Both actors carried the piece, despite its faults, with particular praise going to Walsh, who struck a nice balance between womanly self-confidence and girlish embarrassment. Also, her courage to cavort thus in such a small space and under glaring light is to be commended, even though she has absolutely nothing to hide.
'Women Beware Women' is a play originally written by Thomas Midleton, which Barker has edited in the first act and completely rewritten in the second. It is a strange strategy, as the style and tone jars hugely from one to the other, yet this must have been the intention.

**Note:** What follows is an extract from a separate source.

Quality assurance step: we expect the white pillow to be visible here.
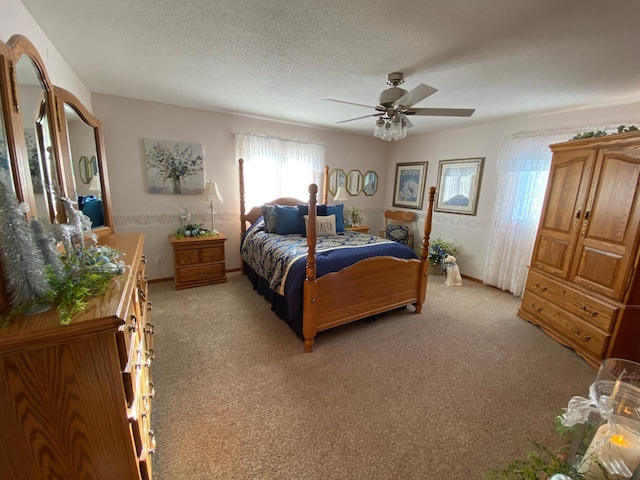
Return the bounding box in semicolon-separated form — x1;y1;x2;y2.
304;214;337;236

It is set in and around an Italian Duke's court in Florence in an unspecified time.
A young factor, Leantio (Ben Palmer) brings his beautiful sixteen-year-old bride, Bianca (Louise Kiely) to his mother's home, as he has to attend to some business for a few days. The Duke (Gerry O'Brien), a lascivious old hound, spies this pretty thing and seduces her with promises of wealth and power. Heartbroken, Leantio is consoled by the much older Livia (Iseult Golden).
Suffice to say, Bianca's avarice and vanity come back to haunt her and it all ends in tears, however none of all this is ever made to really matter, as throughout we are treated to the same didactic drone on sexual politics. Oh yes the Lord Cardinal cries, "this is politics". This was delivered solemnly, but I sincerely hope it was intended as a joke, as I'm daily gaining ever more respect for Brecht who'd at least have the sincerity to print his slogans on the wall.
Quite a few of the actors here are young, recent, or not so recent Gaiety school graduates and thus my mind was brought back to their graduation showcase in the same space a few months ago. 'Isabel' was a mock-Shakespeare effort that Gavin Kostick wrote with a similar sexual intrigue in a Royal court plot. Even though it was conceived as a light-hearted, knockabout tragi-comedy, unlike this sombre collection of pseudo-profundities, it succeeded where 'Women Beware Women' fails.
In 'Isabel', where pace and humour was needed to sustain audience attention, they were employed. The characters were, like here, stock, but they spoke with distinctive voices and their actions brought about any abstract conclusions one may come to that here are lazily proclaimed. Despite some impressive acting from the ever reliable O'Brien and particularly Aiden Condren as the agent of Bianca's downfall, it is with great disappointment that I cannot recommend the work of a 'living legend' of British theatre.
Nick McGinley
'The Twelfth Battle of Isonzo' is showing at 8.15pm and 'Women Beware Women' is showing at 8pm from 27 July to 11 August 2001 at the Project Arts Centre, Dublin.